Bubaqra Tower (Torri ta' Bubaqra), formerly named as Saliba Tower, is a fortified house in Bubaqra, limits of Żurrieq, Malta. It was built as a country retreat in the late 16th century. The tower and its gardens have been restored, and now serve as a family retreat. Officially named as Bubaqra Palace (Maltese: Palazz Bubaqra), it is a grade 2 national monument.

==History==
Bubaqra Tower was built around 1579 by Don Matteolo Pisani, a Conventual Chaplain of the Order of St. John. Fr. Luret Zammit confirms that it was built by Fr. Mattew (Matteolo) Pisani. Zammit says that it was eventually named Torre del Greco for a Greek family, the Roncali family, who lived there.

Although the structure was fortified, it was privately owned and was not meant for defensive purposes.
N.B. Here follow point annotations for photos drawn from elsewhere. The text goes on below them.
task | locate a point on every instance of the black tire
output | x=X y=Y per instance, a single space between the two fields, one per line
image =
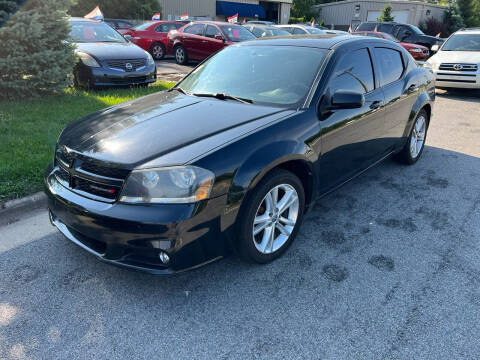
x=245 y=244
x=158 y=51
x=180 y=60
x=405 y=155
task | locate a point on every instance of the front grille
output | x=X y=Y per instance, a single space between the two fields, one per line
x=458 y=67
x=124 y=64
x=89 y=177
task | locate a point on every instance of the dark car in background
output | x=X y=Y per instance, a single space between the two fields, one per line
x=418 y=52
x=200 y=39
x=234 y=154
x=119 y=24
x=152 y=36
x=105 y=58
x=403 y=32
x=265 y=30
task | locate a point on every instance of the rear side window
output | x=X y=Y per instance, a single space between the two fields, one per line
x=367 y=27
x=391 y=65
x=212 y=31
x=196 y=29
x=354 y=72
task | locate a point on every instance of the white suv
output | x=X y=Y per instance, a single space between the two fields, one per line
x=457 y=62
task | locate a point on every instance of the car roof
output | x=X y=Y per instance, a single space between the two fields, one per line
x=475 y=31
x=328 y=41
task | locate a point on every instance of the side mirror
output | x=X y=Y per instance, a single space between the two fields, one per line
x=346 y=99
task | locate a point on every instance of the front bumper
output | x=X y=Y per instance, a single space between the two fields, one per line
x=133 y=236
x=457 y=79
x=105 y=76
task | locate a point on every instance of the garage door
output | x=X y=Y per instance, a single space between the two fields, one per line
x=399 y=15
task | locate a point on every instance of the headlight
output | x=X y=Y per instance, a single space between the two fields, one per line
x=150 y=60
x=87 y=59
x=174 y=185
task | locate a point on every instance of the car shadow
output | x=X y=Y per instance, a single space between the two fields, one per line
x=356 y=249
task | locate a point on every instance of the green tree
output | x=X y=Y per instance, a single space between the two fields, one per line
x=118 y=9
x=470 y=11
x=453 y=18
x=304 y=9
x=386 y=14
x=34 y=58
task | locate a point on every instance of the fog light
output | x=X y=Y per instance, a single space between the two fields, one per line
x=164 y=257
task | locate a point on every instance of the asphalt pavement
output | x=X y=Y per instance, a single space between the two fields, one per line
x=385 y=268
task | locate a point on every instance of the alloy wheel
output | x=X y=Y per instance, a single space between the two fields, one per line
x=275 y=218
x=418 y=137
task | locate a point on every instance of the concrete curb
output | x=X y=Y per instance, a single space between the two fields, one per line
x=14 y=209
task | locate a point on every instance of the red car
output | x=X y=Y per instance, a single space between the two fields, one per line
x=418 y=52
x=200 y=39
x=152 y=36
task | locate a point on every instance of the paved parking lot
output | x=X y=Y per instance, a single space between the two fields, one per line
x=385 y=268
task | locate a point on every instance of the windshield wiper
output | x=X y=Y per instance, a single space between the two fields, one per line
x=222 y=96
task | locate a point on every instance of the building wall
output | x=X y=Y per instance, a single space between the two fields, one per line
x=342 y=14
x=207 y=8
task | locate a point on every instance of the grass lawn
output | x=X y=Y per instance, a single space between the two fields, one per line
x=29 y=130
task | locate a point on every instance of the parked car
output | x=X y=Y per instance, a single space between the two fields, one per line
x=266 y=30
x=200 y=39
x=105 y=58
x=457 y=62
x=119 y=24
x=418 y=52
x=260 y=22
x=152 y=36
x=235 y=153
x=404 y=32
x=299 y=29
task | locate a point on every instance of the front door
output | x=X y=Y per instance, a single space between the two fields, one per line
x=352 y=139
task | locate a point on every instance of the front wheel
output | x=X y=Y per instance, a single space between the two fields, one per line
x=271 y=217
x=415 y=144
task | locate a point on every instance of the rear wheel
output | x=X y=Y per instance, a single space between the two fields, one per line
x=272 y=217
x=415 y=144
x=158 y=51
x=180 y=55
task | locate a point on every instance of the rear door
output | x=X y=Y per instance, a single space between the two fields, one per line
x=192 y=40
x=352 y=139
x=400 y=90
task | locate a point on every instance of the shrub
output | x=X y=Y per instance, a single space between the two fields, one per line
x=34 y=58
x=432 y=26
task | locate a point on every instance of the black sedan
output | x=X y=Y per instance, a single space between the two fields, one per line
x=105 y=58
x=231 y=160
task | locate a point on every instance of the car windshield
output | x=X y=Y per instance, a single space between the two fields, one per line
x=312 y=30
x=274 y=75
x=462 y=42
x=416 y=30
x=82 y=32
x=143 y=26
x=237 y=33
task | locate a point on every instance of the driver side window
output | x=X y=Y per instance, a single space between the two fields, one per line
x=354 y=72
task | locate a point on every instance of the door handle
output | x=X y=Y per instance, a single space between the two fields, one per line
x=375 y=105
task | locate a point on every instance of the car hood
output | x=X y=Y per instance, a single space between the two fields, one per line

Despite this, at some point it was probably used in Malta's defence system, as was done in other cases such as Gauci and Mamo Towers.

The structure was modified in the 18th century, during the rule of Grand Master Marc'Antonio Zondadari and around 1760, when four turrets were also added giving it a fortified residence appearance from the distance.

It was reportedly used as an illicit meeting place for members of the Order, who were bound by vows of celibacy, and young females. During this period, it was common for the knights, priests and bishops to have mistresses, illegitimate children, or both; notably, the parish priest of the village of Żurrieq himself was known to organise meetings against payment between young mistresses and their knightly suitors in the whereabouts of the tower.

The tower was requisitioned by the British military during World War II between 1939 and 1945, but was returned to its owners after the war. Thereafter, Bubaqra Tower and its gardens were restored, and turned into a family retreat. The tower is listed on the National Inventory of the Cultural Property of the Maltese Islands. The building is officially known as Palazzo Bubaqra by the Malta Environment and Planning Authority (MEPA) and is scheduled as a grade 2 property.

==Architecture==
Bubaqra Tower is situated in an agricultural estate, in Bubaqra where it is surrounded by citrus gardens. It is square in shape, and has four distinctive corner turrets. Its architecture probably influenced the design of the Gourgion Tower, which was built in the late 17th century on Gozo. Above the main entrance of the building is an inscription that calls upon God to give relief from the enemy at the recitation of the sign of the cross.